Will Rogers and Boris Karloff
26 November 2013 | by (Youngstown,Ohio) – See all my reviews

1932's "Business and Pleasure" to this day remains one of Will Rogers' least seen efforts, and it's easy to see why; he's virtually on his own as a razor blade magnate on his way to the Middle East to buy the secrets of Damascus steel so as to conquer all competition. Working on behalf of the rival Straightback company is an exotic femme fatale, played by Dutch-born silent star Jetta Goudal, whose French accent did not lend well to talkies (in fact, this would be her last film). The best scene has Rogers impersonating a crystal gazer, complete with whiskers, to fool both Jetta and his wife (Dorothy Peterson, who made a career out of long suffering spouses).

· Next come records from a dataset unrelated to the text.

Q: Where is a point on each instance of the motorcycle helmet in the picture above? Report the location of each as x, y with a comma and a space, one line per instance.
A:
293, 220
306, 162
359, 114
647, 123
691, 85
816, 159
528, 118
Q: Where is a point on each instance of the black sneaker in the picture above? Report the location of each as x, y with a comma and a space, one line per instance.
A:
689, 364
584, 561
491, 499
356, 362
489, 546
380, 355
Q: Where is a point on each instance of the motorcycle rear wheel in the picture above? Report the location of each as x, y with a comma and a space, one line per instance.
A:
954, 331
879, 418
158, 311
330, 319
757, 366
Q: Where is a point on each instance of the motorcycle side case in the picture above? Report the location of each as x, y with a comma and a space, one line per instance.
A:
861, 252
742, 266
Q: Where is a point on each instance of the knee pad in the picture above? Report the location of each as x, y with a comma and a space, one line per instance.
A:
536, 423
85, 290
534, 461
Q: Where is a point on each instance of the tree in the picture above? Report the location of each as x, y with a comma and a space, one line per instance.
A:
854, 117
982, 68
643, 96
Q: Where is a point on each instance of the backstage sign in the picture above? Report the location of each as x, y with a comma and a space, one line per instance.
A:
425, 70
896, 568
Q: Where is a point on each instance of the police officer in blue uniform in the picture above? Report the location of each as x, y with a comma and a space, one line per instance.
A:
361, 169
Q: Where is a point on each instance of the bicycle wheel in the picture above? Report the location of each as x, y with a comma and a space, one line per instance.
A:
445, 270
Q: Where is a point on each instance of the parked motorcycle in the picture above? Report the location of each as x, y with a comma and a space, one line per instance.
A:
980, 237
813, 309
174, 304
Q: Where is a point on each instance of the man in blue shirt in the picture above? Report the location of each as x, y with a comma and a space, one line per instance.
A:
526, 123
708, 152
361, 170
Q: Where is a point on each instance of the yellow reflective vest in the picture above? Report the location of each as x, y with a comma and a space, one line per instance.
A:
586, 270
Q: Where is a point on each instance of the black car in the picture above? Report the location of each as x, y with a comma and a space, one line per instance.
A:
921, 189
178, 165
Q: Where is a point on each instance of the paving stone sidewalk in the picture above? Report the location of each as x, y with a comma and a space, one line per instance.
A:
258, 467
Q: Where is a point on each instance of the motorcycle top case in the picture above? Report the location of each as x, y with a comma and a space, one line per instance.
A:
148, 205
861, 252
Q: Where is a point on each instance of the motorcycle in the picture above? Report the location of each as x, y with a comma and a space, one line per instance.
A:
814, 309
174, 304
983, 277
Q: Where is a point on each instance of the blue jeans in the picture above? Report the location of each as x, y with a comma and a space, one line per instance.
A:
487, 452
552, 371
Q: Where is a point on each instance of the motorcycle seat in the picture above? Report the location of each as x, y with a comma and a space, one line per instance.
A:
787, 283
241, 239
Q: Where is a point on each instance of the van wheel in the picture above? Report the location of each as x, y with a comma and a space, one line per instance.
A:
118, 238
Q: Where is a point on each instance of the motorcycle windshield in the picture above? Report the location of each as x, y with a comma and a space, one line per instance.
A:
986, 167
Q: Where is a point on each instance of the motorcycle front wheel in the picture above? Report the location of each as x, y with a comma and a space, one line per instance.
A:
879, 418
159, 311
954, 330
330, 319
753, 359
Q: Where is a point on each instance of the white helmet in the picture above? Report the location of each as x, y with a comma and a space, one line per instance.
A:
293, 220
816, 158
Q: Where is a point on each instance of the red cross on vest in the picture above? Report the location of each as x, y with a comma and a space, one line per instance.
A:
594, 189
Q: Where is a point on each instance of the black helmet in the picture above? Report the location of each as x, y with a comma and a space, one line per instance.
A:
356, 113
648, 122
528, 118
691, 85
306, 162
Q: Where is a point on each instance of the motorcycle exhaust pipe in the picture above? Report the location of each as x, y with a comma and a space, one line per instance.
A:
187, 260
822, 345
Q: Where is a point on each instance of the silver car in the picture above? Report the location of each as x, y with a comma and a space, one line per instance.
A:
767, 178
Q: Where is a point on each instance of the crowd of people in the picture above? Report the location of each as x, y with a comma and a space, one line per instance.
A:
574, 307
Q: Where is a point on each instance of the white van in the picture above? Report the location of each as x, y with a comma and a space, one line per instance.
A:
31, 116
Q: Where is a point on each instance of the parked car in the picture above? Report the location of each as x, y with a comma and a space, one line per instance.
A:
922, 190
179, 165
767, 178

His daughter was pretty Peggy Ross, in her second and final screen appearance, romanced by a young Joel McCrea, about 17 films behind him, just on the cusp of stardom. The opening half hour is truly frustrating aboard ship, recovering nicely on land, with the unexpected appearance (for the last 15 minutes) of an uncredited Boris Karloff as Sheik Ali Ben Joseph, who would prefer to behead Rogers rather than negotiate over money. Karloff continued his varied supporting career for six months following the completion of "Frankenstein," and this proved to be the last not to offer him on-screen billing (he shortly reunited with Dorothy Peterson in "Night World," while director David Butler later did the same on 1940's "You'll Find Out"). Boris would return to Fox only once more, for 1936's "Charlie Chan at the Opera."